Does npm allow you to publish earlier versions of a package? The only documentation I could find was on npm’s site:
[npm-publish] Fails if the package name and version combination already exists in the specified registry.
Once a package is published with a given name and version, that specific name and version combination can never be used again…
So by these specs, could I theoretically publish v3.2.0-beta before publishing v3.1.0, as long as none of those name–version combinations already exist? (I assume the answer is “yes,” but you never know if the author left out what they considered obvious: that version numbers should only increase.)
This is the reason I ask. My current latest version is v3.1.0-beta, and I’ve been doing work on my development branch ever since that release. But now I’m at a point where v3.2 is feature-locked, that is, no new features are to be added. So I feel like it’s time to go ahead and publish v3.2.0-beta and start testing for bugs. However, v3.1.0 (stable) hasn’t been published yet, and I don’t want to wait until that release to publish my beta of v3.2.

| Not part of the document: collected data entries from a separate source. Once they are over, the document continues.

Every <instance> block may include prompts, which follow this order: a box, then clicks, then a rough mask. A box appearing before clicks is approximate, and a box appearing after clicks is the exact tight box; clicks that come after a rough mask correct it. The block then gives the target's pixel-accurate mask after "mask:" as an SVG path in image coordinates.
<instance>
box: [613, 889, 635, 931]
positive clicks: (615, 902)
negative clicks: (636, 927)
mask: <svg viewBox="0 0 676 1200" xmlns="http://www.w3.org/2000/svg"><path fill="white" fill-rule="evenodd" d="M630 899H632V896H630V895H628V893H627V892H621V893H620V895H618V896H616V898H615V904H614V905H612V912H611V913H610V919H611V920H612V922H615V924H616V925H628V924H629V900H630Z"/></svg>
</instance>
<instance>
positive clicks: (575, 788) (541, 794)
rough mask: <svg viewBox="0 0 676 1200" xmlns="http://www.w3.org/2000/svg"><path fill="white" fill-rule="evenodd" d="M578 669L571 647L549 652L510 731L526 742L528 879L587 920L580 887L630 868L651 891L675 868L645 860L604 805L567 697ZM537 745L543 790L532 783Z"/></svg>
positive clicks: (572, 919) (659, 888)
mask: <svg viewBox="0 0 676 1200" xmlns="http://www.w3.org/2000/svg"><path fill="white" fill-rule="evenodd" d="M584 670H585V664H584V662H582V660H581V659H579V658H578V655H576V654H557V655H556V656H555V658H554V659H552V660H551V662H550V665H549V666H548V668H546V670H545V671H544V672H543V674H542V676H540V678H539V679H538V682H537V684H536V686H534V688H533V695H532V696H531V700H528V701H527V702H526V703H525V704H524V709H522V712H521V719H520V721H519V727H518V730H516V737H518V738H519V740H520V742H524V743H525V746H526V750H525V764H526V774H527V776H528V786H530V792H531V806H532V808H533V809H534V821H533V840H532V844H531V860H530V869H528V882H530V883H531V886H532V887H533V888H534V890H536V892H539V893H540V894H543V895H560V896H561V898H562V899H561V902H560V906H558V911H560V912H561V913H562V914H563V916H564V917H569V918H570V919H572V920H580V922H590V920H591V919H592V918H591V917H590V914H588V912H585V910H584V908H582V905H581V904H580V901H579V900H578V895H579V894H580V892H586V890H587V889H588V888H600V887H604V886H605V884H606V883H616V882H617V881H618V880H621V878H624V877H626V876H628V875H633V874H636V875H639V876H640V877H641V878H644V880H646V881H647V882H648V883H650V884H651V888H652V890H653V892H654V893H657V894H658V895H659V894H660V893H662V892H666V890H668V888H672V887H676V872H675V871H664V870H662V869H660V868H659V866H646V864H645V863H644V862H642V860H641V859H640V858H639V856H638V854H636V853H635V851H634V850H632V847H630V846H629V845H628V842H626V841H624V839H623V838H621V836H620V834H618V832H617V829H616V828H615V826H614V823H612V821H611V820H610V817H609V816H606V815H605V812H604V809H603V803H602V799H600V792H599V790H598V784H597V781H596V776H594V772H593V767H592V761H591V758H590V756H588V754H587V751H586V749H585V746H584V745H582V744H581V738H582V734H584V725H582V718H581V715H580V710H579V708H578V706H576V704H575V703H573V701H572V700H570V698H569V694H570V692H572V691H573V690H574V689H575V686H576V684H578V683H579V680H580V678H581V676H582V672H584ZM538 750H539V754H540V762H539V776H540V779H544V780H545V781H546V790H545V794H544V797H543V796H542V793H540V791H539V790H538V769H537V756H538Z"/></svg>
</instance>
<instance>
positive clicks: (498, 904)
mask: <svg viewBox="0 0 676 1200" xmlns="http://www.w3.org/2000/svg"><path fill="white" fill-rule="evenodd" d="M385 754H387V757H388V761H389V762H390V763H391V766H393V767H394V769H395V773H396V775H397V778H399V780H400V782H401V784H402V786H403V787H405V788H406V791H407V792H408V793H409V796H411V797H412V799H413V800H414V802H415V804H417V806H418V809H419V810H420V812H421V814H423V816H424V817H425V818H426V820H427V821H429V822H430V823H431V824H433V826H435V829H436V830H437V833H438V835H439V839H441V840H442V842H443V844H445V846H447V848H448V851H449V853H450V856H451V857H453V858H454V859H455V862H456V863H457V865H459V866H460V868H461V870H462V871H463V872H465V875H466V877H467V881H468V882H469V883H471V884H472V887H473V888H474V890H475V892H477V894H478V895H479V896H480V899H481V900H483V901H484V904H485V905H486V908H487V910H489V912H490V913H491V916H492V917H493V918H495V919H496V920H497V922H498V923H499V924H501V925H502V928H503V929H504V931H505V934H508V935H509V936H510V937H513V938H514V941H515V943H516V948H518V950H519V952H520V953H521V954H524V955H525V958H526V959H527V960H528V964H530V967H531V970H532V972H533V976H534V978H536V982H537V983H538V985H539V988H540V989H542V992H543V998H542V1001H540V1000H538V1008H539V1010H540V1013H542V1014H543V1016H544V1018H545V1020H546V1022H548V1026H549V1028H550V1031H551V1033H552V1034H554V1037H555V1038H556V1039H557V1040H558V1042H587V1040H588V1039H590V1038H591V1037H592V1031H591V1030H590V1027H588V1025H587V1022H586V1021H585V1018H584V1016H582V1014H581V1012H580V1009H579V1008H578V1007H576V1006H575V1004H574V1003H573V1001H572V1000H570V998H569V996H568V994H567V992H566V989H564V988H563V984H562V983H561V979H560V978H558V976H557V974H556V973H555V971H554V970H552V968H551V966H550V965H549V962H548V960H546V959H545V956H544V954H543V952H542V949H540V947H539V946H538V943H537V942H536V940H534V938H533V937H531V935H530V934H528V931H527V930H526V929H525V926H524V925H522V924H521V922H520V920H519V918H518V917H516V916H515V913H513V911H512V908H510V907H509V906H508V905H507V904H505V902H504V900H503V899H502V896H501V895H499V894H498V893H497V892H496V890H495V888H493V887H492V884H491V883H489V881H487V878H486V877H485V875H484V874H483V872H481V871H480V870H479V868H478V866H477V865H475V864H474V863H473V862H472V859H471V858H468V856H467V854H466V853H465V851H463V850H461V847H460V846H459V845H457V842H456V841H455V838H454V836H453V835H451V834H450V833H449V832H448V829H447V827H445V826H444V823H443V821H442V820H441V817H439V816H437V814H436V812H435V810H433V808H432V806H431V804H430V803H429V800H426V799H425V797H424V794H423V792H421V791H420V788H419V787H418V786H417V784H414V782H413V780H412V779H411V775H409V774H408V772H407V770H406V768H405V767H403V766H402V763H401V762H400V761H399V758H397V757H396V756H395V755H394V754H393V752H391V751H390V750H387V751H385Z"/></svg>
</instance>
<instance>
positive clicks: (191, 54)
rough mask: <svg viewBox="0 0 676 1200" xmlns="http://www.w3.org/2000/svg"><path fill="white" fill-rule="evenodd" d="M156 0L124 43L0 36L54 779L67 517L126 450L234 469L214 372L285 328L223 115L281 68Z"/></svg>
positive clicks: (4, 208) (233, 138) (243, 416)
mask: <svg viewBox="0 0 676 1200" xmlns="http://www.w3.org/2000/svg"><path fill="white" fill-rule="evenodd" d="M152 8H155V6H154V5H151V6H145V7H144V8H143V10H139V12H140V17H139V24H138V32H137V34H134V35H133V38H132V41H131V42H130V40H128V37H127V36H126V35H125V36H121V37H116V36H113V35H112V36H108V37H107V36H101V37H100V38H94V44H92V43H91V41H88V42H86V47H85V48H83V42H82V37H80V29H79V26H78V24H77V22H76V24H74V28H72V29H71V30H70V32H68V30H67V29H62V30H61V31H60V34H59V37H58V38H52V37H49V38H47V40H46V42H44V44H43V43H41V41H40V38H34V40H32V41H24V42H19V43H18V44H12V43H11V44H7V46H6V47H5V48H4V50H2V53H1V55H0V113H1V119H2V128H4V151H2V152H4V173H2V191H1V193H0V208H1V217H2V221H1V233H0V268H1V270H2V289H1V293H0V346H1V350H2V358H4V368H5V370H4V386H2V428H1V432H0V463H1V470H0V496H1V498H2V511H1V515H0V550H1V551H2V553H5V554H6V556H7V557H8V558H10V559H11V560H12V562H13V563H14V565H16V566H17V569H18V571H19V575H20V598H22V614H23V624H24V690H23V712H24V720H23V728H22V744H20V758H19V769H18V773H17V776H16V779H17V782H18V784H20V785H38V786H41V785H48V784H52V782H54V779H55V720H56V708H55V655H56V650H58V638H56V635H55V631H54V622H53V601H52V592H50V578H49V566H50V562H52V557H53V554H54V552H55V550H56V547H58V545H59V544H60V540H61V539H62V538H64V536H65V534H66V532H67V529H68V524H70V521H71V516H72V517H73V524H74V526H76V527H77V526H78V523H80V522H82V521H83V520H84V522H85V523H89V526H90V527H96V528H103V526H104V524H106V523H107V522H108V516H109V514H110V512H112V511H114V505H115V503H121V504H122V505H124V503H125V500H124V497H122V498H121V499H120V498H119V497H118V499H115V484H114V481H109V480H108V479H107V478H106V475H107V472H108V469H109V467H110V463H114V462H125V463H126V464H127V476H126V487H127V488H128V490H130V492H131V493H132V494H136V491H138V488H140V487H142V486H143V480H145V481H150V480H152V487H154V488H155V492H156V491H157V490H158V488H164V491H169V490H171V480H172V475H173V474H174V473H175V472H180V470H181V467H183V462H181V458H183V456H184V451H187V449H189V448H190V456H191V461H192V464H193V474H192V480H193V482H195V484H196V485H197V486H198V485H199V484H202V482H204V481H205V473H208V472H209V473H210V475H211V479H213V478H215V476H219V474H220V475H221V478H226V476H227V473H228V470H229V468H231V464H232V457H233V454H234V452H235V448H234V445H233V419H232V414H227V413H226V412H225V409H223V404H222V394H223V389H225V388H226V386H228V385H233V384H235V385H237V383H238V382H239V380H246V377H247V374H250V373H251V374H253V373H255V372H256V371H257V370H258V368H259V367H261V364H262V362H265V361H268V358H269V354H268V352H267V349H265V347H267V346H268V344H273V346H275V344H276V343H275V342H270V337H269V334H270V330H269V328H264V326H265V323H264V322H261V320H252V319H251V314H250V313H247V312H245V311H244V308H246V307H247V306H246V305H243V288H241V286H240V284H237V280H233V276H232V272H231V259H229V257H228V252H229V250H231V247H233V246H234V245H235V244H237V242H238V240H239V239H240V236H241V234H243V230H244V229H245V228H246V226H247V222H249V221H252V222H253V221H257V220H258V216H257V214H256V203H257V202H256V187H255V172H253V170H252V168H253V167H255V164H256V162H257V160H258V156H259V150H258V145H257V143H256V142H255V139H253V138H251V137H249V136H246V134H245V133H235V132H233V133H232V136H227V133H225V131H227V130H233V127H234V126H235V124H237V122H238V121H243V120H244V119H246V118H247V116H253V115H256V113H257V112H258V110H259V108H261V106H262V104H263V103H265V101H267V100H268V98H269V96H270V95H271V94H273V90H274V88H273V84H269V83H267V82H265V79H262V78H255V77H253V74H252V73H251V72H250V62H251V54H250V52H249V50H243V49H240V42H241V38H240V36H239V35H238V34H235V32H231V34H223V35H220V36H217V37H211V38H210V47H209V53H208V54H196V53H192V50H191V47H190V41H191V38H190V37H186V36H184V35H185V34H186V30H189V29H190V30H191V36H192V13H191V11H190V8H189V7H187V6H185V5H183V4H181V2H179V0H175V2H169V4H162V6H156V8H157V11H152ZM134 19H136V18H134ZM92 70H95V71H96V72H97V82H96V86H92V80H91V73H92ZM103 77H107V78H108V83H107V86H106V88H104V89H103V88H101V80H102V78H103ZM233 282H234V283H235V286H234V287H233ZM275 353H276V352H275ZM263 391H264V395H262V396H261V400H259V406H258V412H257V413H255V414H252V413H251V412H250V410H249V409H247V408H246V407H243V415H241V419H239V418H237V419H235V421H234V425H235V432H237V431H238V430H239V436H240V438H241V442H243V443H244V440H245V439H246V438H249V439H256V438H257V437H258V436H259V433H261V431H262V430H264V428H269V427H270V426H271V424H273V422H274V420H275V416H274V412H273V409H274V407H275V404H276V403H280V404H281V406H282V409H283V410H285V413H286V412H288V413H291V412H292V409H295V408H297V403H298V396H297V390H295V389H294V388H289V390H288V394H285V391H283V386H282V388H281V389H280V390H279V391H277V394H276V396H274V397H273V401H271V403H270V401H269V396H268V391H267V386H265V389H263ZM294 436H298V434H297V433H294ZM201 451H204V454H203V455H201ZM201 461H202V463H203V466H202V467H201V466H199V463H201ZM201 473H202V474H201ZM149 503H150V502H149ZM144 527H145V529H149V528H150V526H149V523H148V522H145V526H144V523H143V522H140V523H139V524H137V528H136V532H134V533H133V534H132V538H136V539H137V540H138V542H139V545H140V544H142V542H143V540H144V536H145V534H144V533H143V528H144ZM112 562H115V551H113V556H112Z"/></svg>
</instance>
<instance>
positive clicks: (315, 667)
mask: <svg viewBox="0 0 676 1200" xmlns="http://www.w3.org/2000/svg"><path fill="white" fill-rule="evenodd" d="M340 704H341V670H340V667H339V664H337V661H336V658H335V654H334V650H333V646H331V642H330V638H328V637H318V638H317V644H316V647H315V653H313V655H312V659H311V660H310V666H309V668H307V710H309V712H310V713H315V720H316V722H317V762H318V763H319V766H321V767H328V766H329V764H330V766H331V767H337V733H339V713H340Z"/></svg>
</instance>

So essentially, am I free to publish v3.2.0-beta now, even though v3.1 is still in beta, and then next week, would I still be able to publish v3.1.0 even though it is has a lower version number? Or will npm report an error if I attempt to do so?
Can you point to any examples of packages that have done this? And which version does the latest tag point to: the most recent, or the most precedent (having the highest precedence)?